Compiling OpenSSH with OpenSSL-fips 0.9.8o on Windows

Peter Stuge peter at stuge.se
Sat Jul 24 00:42:00 EST 2010


Bryan wrote:
> Putty is not an option for us since it uses it's own OpenSSL libs
> and we need it FIPS enabled.

If PuTTY uses OpenSSL for encryption then you could of course build
PuTTY against your FIPS-enabled OpenSSL.


> I've been able to build OpenSSL 0.9.8o and enable the
> fipcanister.lib and create the openssl executables and libraries.
> I've been able to find instructions on how to build OpenSSH at this
> site:
> 
> http://www.nomachine.com/ar/view.php?ar_id=AR05H00563
> 
> and here:
> 
> http://www.cs.bham.ac.uk/~smp/projects/ssh-windows/compile/
> 
> But I can't tell if either method is the correct one for building
> using cygwin.

Note that Cygwin is a very different system from Windows. First
decided what it is that you want. Do you want a native binary, or a
Cygwin binary?

Note that the method at the former URL produces a native binary. The
latter URL seems rather uninformed with platform differences in
general and Windows platform details vs. UNIX platform details in
particular.


> When I looked through the Configure script for OpenSSH,
> I did not find anything "FIPS" related to be able to point my build
> to it.  Can I assume that just linking to my FIPS-enabled OpenSSL
> is enough to FIPS enable OpenSSH?

I don't know FIPS well enough to say for sure, but in any case
OpenSSH does not do any crypto operations internally, it relies on
OpenSSL for this. If that's good enough (how useless is that
requirement?) then yes.


> And if someone has a non-vendor or more current version of how to
> build OpenSSH online, could you provide a link?  I would greatly
> appreciate it.

You don't say too well what exactly you need.

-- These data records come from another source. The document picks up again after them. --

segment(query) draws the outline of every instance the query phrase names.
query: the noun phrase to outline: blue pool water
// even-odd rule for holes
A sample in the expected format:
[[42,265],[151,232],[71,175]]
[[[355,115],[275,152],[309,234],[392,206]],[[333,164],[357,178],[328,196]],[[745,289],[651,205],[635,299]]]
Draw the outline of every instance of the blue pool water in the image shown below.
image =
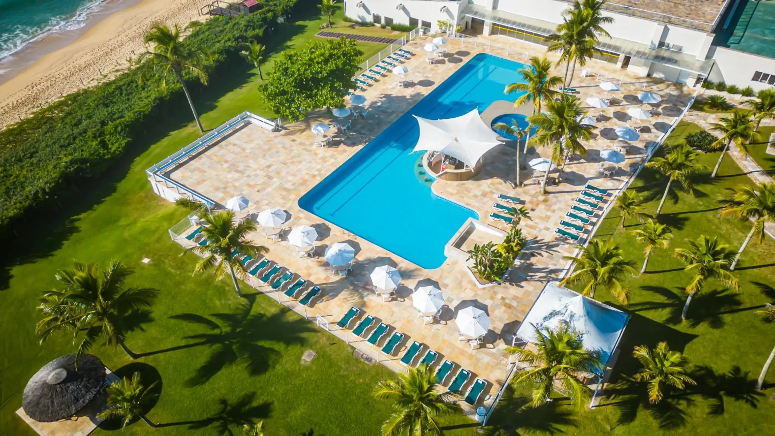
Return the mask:
[[[409,154],[419,138],[416,115],[426,118],[481,113],[505,95],[507,84],[522,80],[522,64],[481,53],[474,57],[412,109],[335,170],[298,205],[425,269],[446,260],[444,245],[474,211],[431,192]],[[401,98],[401,97],[394,97]],[[486,156],[485,156],[485,159]]]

Since you mention PuTTY it's safe to assume that you need an SSH
client for Windows. Since Windows has no built-in terminal emulation,
you will also need that. PuTTY provides this, as does Cygwin and
MinGW. You don't say if you already have a Cygwin environment and
thus would be comfortable using a Cygwin OpenSSH, or if you want a
native OpenSSH for Windows.

In short, please provide more information.